AUGUSTA — Democrats in the Legislature are moving forward with a bill to create a task force that would take a sweeping look at Maine’s fragmented mental health system and develop a plan for meeting the pressing need for more community services.
The measure sponsored by Sen. Cathy Breen, D-Falmouth, was the subject of an unusual public hearing Wednesday that involved four legislative committees.
Breen said the bill is meant to fill the holes in a system that is failing those who are struggling with mental illness because reforms made decades ago never delivered on their original promises to citizens and taxpayers.
“When Maine and other states closed dysfunctional and dehumanizing psychiatric institutions decades ago, we did so on the promise that people living with mental illness would get the evaluations, treatments and support their conditions required in their communities,” Breen said during a news conference on the bill. “That promise has yet to be fulfilled. Instead, people with mental illness are far too often re-institutionalized in prisons, jails, homeless shelters and hospitals. ”
The Maine Sheriff’s Association is backing Breen’s bill.
“It’s telling that we have law enforcement here today as perhaps one of the most outspoken (groups) about a very complex issue,” said Penobscot County Sheriff Troy Morton, the vice president of the association. “Too often our jails and our law enforcement officials on the road are dealing with those that are struggling with mental health issues.”
Morton said those mental health issues often manifest in a crisis that leads to a person landing in a jail cell, which is not the correct environment for treating those illnesses.
‘PEOPLE DO FALL THROUGH’
Rep. Charlotte Warren, D-Hallowell, a co-sponsor of the bill and the House chair of the Legislature’s Criminal Justice and Public Safety Committee, said law enforcement has been asking the state to help for years, to little effect.
“They are not asking for more guns, or more handcuffs or to incarcerate more people,” Warren said of law enforcement. “They are asking us to help them better support Mainers with mental health issues.”
She said the task force or working group that Breen’s bill calls for is long overdue. “Our county jails should not be default facilities for community members suffering from a mental illness,” Warren said.
Breen’s bill, L.D. 1602, was being reviewed by Warren’s committee, as well as the Legislature’s Judiciary, Health and Human Services, and Education and Cultural Services committees, during a standing-room-only special hearing Wednesday afternoon.
“There are a lot of holes in the system, and people do fall through,” Breen said.
She said front-line workers at law enforcement agencies, hospitals and schools were being asked to help those struggling with problems that are more appropriately addressed by psychologists, counselors and social workers.

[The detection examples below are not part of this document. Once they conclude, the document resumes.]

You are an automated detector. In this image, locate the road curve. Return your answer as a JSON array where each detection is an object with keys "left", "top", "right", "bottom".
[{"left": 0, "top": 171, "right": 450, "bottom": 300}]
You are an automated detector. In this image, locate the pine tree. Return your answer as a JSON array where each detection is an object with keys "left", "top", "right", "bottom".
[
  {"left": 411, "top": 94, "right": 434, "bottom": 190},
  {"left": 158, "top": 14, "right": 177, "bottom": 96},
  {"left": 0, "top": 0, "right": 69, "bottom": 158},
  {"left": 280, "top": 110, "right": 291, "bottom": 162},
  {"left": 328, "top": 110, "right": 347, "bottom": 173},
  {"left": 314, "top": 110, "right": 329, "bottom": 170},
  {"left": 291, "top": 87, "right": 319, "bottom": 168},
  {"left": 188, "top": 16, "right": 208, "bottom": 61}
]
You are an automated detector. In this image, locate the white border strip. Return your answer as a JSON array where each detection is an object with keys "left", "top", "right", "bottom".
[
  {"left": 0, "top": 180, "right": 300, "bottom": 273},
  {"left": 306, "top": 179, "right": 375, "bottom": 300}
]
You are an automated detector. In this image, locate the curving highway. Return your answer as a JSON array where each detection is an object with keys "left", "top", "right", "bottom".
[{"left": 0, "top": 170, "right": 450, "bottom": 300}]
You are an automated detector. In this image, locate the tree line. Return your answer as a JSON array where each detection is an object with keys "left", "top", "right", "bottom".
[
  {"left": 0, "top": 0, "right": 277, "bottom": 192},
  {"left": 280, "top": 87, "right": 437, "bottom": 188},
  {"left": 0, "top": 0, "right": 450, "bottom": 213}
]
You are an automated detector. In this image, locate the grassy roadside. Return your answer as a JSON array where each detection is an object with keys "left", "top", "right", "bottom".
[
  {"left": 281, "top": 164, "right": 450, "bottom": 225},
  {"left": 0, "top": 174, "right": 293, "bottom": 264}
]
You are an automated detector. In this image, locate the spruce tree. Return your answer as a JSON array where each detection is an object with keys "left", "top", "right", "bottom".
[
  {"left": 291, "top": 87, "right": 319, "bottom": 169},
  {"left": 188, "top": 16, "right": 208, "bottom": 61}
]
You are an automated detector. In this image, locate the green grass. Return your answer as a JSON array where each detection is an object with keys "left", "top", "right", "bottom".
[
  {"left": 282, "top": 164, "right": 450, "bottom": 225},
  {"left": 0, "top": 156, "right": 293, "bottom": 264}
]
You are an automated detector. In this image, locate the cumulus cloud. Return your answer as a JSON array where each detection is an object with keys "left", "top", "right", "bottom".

“Law enforcement has been heroic in answering this call, but it’s a call we shouldn’t be making,” Breen said. She said Maine has one of the highest suicide rates in the nation and that rate is on the rise. She noted the Senate district she represents is one of the most financially well-heeled in Maine, yet in the five years she’s served in the Senate her community has seen six teen suicides.
“We need to do a better job,” she said.
MEDICAID RATES PART OF THE PROBLEM
The working group set up under Breen’s bill, if passed by the Legislature, would assemble over the summer with the goal of offering recommendations for law changes in 2020.
Jenna Mehnert, the executive director of the Maine chapter of the National Alliance on Mental Illness, said state Medicaid reimbursement rates for those providing services to help people with mental illness have not kept pace, compounding other gaps in the system.
Mehnert and other advocates for those with mental illness or for organizations that provide services said a comprehensive review and overhaul of the Maine’s mental health system is far overdue.
Mehnert hopes the working group – which will include representatives from a range of organizations, including law enforcement and mental health care providers – would develop a long-term strategic plan for reform to get the state “… to a place where we actually have a functioning mental health system in the state of Maine,” she said. “And I can tell you, based on the calls and emails I get every day, we do not have a functioning mental health system in the state of Maine.”
The next stop for the bill, which creates the working group with a legislative resolve, will be a work session before the Health and Human Services Committee that has not yet scheduled.